Via EdgeIR.comDeepInfra, a cloud platform for AI inference, has raised $107 million in Series B funding.

The investment will be utilized to broaden the global capacity of DeepInfra, as AI demand is now transitioning from research prototyping toward production-scale inference.

“When we launched nearly four years ago, we believed inference would become the dominant driver of enterprise AI workloads and we are now at this inflection point,” says Nikola Borisov, co-founder and CEO, DeepInfra. “What’s happening now is incredibly exciting – open-source models are rapidly reaching parity with proprietary systems, unlocking a new wave of innovation at a fraction of the cost and enabling widespread adoption. At the same time, agent-based systems are driving continuous, high-volume demand. Inference is no longer a thin layer – it’s the system constraint that will define the majority of workloads. Most cloud platforms weren’t built for this always-on, distributed model, so we built DeepInfra from the ground up to deliver better economics, performance, and security.”

DeepInfra has agent and open-source powered AI workloads with nearly 5 trillion tokens processed every week.
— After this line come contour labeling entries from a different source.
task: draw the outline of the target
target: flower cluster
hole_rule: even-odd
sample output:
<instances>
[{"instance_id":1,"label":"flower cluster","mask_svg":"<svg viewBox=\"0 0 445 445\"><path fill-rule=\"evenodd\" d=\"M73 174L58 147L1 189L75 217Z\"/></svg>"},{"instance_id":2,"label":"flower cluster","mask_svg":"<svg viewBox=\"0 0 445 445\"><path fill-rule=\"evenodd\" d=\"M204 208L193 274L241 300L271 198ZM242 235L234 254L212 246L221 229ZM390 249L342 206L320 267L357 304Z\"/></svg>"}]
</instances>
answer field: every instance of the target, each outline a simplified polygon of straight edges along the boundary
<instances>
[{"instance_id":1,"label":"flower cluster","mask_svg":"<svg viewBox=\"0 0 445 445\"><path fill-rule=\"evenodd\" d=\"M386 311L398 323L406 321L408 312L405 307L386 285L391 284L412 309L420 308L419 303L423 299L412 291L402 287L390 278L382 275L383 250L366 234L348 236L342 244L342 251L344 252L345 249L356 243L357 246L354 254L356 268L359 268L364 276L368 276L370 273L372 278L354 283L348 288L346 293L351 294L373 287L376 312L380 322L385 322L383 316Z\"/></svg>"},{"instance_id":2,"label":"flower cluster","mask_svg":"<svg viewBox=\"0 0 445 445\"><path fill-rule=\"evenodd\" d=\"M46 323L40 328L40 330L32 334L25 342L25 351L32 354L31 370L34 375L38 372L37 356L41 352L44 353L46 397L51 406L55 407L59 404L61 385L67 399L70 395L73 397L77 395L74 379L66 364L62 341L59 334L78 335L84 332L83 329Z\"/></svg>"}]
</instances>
The platform is purposely built in an agentic era to provide vastly superior economics, performance and security for high-throughput AI workloads. DeepInfra is also an early partner of NVIDIA in the open AI ecosystem.

The investment round was co-led by 500 Global and Georges Harik. DeepInfra aims to be a leading infrastructure provider for the next phase of AI development.

As inference becomes the dominant compute workload, regional and distributed AI infrastructure are gaining importance, and a new generation of specialized “neocloud” providers is emerging to serve GPU-intensive AI applications more efficiently than legacy cloud architectures. DeepInfra’s focus on economics, performance, and distributed deployment aligns closely with current market trends around AI factories, inference-at-scale, and decentralized GPU infrastructure as noted in a recent report by Structure Research.